The result will be a list with null elements with a length of the number of cases.
7.21.7.5 Step 3 Summary of Steps
- Read in the data from step 2 for the state and district courts and acts of interest.
- Unnest and ungroup the acts data frame.
- Filter to the Act of interest, here, “LAND ACQUISITION (A.P. AMENDMENT) ACT, 1953”.
- The result is a data frame of district courts for the chosen act.
- Use an index variable,
indextto select row of interest for each column and create variables for the attributes of interest
- Change the index, increment by 1, to work through each row of the data frame.
- Note when a court has no cases of interest.
- Create a variable for the first part of the file name for the cases.
- Open the Selenium Server and browser.
- Enter the data to be scraped into the browser for the state-district services page.
Solve the Captcha and note if there are no records.
If there are records, scrape the data frame of cases.
- Scrape all the detailed data and save it.
7.21.8 Summary of E-courts Scraping.
This case study shows multiple techniques useful in scraping interactive and dynamic sites using {rvest} and {rSelenium} packages.
It also shows several challenges:
- When a site inserts a Captcha puzzle, that injects a manual step and inhibits automated scraping at scale.
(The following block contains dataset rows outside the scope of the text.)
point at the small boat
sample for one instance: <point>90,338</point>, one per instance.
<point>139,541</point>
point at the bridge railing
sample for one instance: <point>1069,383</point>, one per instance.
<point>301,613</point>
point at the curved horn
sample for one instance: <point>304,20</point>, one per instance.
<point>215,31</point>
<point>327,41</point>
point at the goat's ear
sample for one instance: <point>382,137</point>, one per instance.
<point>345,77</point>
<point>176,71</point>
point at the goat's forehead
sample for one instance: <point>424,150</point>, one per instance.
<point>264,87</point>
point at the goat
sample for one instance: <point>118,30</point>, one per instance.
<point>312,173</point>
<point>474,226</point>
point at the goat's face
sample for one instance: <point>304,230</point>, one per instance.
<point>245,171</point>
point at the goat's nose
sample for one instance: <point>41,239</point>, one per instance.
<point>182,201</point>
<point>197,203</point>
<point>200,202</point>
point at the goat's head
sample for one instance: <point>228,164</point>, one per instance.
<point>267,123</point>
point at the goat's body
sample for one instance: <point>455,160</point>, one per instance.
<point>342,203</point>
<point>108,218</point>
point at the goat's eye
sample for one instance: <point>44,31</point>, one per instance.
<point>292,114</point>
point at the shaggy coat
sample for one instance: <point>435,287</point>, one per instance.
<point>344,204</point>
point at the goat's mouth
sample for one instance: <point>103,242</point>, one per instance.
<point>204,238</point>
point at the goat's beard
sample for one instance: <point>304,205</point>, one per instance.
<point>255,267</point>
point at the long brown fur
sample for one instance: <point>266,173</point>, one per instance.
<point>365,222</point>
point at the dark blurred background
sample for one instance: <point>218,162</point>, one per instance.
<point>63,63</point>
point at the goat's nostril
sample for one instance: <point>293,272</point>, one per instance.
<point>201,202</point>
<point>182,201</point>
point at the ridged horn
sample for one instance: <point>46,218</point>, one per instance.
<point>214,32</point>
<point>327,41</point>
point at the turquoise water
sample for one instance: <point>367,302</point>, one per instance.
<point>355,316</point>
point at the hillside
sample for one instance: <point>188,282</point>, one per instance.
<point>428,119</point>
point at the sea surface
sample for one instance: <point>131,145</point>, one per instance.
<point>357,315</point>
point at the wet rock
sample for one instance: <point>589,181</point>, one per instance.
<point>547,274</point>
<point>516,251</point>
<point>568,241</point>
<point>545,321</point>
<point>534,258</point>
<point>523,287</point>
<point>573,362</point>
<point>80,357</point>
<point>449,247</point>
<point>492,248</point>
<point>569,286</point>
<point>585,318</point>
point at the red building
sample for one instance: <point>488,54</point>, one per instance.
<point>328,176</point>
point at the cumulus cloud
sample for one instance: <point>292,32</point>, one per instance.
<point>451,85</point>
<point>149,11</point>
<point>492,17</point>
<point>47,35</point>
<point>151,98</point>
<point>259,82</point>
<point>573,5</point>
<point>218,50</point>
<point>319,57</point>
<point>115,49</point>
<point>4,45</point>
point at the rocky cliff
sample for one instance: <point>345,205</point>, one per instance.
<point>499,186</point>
- When a site is evolving, there can be major design differences in the pages that require multiple checks in the functions with different code branches to handle the different designs.
- Even when a site has a similar look and feel, if the pages have been built by different developers, they can use different approaches which again result in additional changes to code.
Recommendations:
- Work with a domain expert who understands how the overall system works to better shape the data to be scraped.
- As an example, if the interest is land reform acts, it may not make sense to search for cases under family courts.
- Work with a system technical expert who understands how the overall systems is evolving to better identify the differences in web page design across the site instead of just finding errors.
7.22 Summary of Web Scraping
When you want to analyze data from a web page and there is no download data or API access, you can try to scrape the data using the {rvest} package tools.
- Use SelectorGadget and/or Developer Tools to find the best CSS selectors.
- Download the page once and save.
- Scrape the elements of interest using the CSS Selectors.
- Create a strategy to convert to a tibble that is useful for analysis.
- Execute the strategy, one step at a time.
- Build-a-little-test-a-little, checking the results at each step.
- Look at the data for cleaning and clean what you need.
Use your new data to answer your question!